Quelques jours plus tard, le centre de sécurité découvre lors d’un contrôle que le navire a utilisé un scrubber en boucle ouverte dans l’enceinte portuaire, à moins de 3 milles marins de la terre la plus proche, ce qui est strictement interdit en France depuis le 1er janvier 2022. Plus précisément, les « scrubbers » doivent fonctionner en système fermé lorsque les bateaux se trouvent à cette distance des côtes. Et ce, afin de stocker et traiter les résidus de fumées chargées de métaux lourds en évitant de les rejeter en mer près des côtes.

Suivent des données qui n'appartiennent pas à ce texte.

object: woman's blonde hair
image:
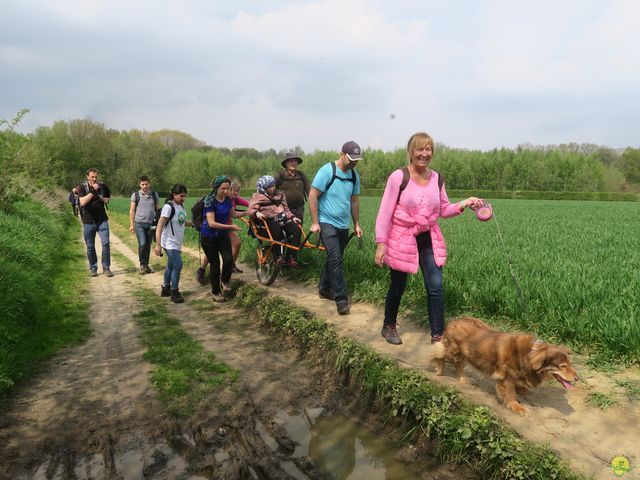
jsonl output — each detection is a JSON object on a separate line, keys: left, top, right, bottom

“Les scrubbers à boucle ouverte permettent aux capitaines et aux armateurs de continuer à utiliser du fioul lourd, un carburant peu cher mais extrêmement polluant. Au lieu de lutter véritablement contre la pollution maritime, on l’enfouit sous les mers”, déplore Cristina Barreau.
Une menace évidente pour la biodiversité
Dans leur jugement rendu le 21 octobre, le tribunal correctionnel de Marseille a estimé que la taille du navire -un vraquier de 400 tonneaux – constituait “une circonstance aggravante” et que ses rejets polluants étaient une menace évidente pour la biodiversité.
Fort de 23 ans d’expérience de la navigation, “le capitaine aurait dû vérifier que son ordre de faire cesser les scrubbers, comme il l’avait indiqué, avait bien été suivi d’effet”, ont tranché les juges.
Cette première jurisprudence va dans le bon sens, mais la victoire n’est pas encore acquise. L’avocate du capitaine, Helen Mc Lean, a d’ores et déjà fait savoir qu’elle ferait appel de la décision.
“Nous espérons que la Cour d’appel d’Aix en Provence confirmera le jugement du tribunal correctionnel de Marseille afin d’encourager tous·tes les capitaines et les armateurs à prendre leurs responsabilités pour lutter contre la pollution des mers et des océans”, conclut Cristina Barreau.